I just saw that Jon Skeet wrote something about this, so I cannot take credit really, but since his stature on SO is way above mine, I could perhaps gain a point or two for writing it. :)

First I wrote a class that overloads the TextReader class. (Some reference material in the links.)

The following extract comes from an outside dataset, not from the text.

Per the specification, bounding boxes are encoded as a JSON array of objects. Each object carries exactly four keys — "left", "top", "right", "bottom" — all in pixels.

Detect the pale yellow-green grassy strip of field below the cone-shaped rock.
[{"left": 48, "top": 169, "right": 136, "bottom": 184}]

https://www.w3.org/TR/xml/#NT-Char

https://github.com/Microsoft/referencesource/blob/master/mscorlib/system/io/textreader.cs

class FilterInvalidXmlReader : System.IO.TextReader
{
  private System.IO.StreamReader _streamReader;

  public System.IO.Stream BaseStream => _streamReader.BaseStream;

  public FilterInvalidXmlReader(System.IO.Stream stream) => _streamReader = new System.IO.StreamReader(stream);

  public override void Close() => _streamReader.Close();

  protected override void Dispose(bool disposing) => _streamReader.Dispose();

  public override int Peek()
  {
    var peek = _streamReader.Peek();

    while (IsInvalid(peek, true))
    {
      _streamReader.Read();

      peek = _streamReader.Peek();
    }

    return peek;
  }

  public override int Read()
  {
    var read = _streamReader.Read();

    while (IsInvalid(read, true))
    {
      read = _streamReader.Read();
    }

    return read;
  }


  public static bool IsInvalid(int c, bool invalidateCompatibilityCharacters)
  {
    if (c == -1)
    {
      return false;
    }

    if (invalidateCompatibilityCharacters && ((c >= 0x7F && c <= 0x84) || (c >= 0x86 && c <= 0x9F) || (c >= 0xFDD0 && c <= 0xFDEF)))
    {
      return true;
    }

    if (c == 0x9 || c == 0xA || c == 0xD || (c >= 0x20 && c <= 0xD7FF) || (c >= 0xE000 && c <= 0xFFFD))
    {
      return false;
    }

    return true;
  }
}

Then I created a console application and in the main I put:

  using (var memoryStream = new System.IO.MemoryStream(System.Text.Encoding.UTF8.GetBytes("<Test><GoodAttribute>a\u0009b</GoodAttribute><BadAttribute>c\u0007d</BadAttribute></Test>")))
  {
    using (var xmlFilteredTextReader = new FilterInvalidXmlReader(memoryStream))
    {
      using (var xr = System.Xml.XmlReader.Create(xmlFilteredTextReader))
      {
        while (xr.Read())
        {
          if (xr.NodeType == System.Xml.XmlNodeType.Element)
          {
            var xe = System.Xml.Linq.XElement.ReadFrom(xr);

            System.Console.WriteLine(xe.ToString());
          }
        }
      }
    }
  }

Hopefully this could help, or at least provide some starter point.

-2
votes

Following xml linq code runs without errors. I used in xml file following "NO" :

using System;
using System.Collections.Generic;
using System.Linq;
using System.Text;
using System.Xml;
using System.Xml.Linq;
using System.IO;

namespace ConsoleApplication108
{
    class Program
    {
        const string FILENAME = @"c:\temp\test.xml";
        static void Main(string[] args)
        {
            XmlReaderSettings settings = new XmlReaderSettings();
            settings.CheckCharacters = false;
            XmlReader reader = XmlReader.Create(FILENAME, settings);

            XDocument doc = XDocument.Load(reader);

            Dictionary<string, string> dict = doc.Descendants("attr")
                .GroupBy(x => (string)x.Attribute("name"), y => (string)y)
                .ToDictionary(x => x.Key, y => y.FirstOrDefault());

        }
    }

}